FRANC-MAÇONNERIE
Nature, fonctions et dimensions de l'expérience maçonnique
Le secret
Contrairement à une idée reçue, la franc-maçonnerie n'est pas une société secrète ou clandestine, pas plus que les loges et obédiences qui la composent, car on ne peut pas dire que leur existence ne soit connue que de leurs seuls membres. Toutes ont forme juridique – les Journaux officiels en attestent – et ce n'est que dans les pays où elle se trouve interdite ou persécutée que, bon gré mal gré, la maçonnerie fonctionne à couvert. Société discrète, ou mieux « société à secrets », la maçonnerie préserve le secret des tenues (des réunions) en demandant à ses membres de s'engager, par serment, à ne pas répéter ce qui s'y dit, afin de laisser opinions et émotions s'exprimer en toute liberté. Elle cultive en outre le secret d'appartenance, chacun pouvant déclarer qu'il est maçon, mais nul n'étant autorisé à dévoiler le nom d'un frère ou d'une sœur. Une attitude précautionneuse qui fait droit à la préservation de la sphère privée et de l'intimité contre toutes les tentatives collectives d'assujettissement de l'individu. Ces secrets-là sont de nature à conférer à la maçonnerie un caractère mythogène, ils constituent comme un dernier rempart face à la volonté de transparence absolue que revendiquent tous les systèmes totalitaires, en même temps qu'ils font naître un foisonnement de mythes, autant religieux que politiques.
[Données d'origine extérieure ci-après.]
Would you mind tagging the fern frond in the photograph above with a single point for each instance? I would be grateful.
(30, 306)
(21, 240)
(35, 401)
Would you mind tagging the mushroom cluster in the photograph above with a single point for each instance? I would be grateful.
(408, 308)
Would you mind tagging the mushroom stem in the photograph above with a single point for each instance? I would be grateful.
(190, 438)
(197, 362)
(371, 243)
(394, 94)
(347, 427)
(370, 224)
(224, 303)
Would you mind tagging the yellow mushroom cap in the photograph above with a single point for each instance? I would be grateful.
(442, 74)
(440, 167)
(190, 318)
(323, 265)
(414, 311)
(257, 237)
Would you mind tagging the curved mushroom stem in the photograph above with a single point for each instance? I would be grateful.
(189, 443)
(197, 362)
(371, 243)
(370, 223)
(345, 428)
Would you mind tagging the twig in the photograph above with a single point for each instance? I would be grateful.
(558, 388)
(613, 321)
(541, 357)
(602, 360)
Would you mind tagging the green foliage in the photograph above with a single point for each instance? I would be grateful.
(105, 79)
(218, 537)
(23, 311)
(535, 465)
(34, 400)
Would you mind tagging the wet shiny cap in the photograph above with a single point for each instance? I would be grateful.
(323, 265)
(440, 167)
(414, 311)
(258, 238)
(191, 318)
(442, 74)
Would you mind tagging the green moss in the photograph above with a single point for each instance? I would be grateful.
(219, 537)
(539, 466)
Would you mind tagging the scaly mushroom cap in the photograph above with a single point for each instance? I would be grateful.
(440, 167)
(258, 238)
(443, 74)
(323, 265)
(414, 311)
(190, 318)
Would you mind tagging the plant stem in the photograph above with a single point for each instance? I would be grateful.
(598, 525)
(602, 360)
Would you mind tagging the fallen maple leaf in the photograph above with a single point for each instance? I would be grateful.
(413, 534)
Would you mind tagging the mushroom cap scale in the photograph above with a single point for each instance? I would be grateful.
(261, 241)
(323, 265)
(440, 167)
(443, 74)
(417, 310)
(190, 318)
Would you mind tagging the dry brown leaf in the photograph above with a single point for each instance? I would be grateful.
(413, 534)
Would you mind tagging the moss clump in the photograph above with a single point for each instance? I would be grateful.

En 1908, dans son étude sur la « société secrète », le sociologue allemand Georg Simmel (1858-1918) pose que sous sa face interne, le secret témoigne d'une relation réciproque entre membres d'un groupe cependant que sous sa face externe, il trace une frontière entre ceux qui le possèdent et ceux qui ne le possèdent pas. La confiance réciproque des membres qui fonde la protection, Simmel la définit comme « la capacité à se taire ». Or la « société secrète » se donne les moyens d'assurer la discrétion, d'une part par la confiance formelle accordée d'office à chaque nouveau membre, d'autre part par le serment et les menaces symboliques de sanction si le silence est rompu. Dans le monde maçonnique, c'est le silence qui assure le secret, et le serment qui en est le garant. Le serment de garder silence, répété lors de chaque initiation, précède donc la communication progressive du secret. Le secret du rite s'exerce non seulement vers l'extérieur mais aussi à l'intérieur, entre initiés de degrés différents.
L'initiation maçonnique
Le rite est la sanction de l'initiation. Comprise comme entrée dans un groupe, l'initiation passe toujours par une cérémonie spéciale, un rite défini une fois pour toutes. L'initiation s'accompagne d'une mise en scène, d'une théâtralisation forcée où chacun doit jouer le rôle qui lui est dévolu. Le rite, qui peut être compris comme un ensemble de symboles agis, se déroule avec un mythe pour toile de fond. Chaque société a ses mythes qu'elle illustre et rappelle au moyen de symboles, et la maçonnerie n'échappe point à la règle.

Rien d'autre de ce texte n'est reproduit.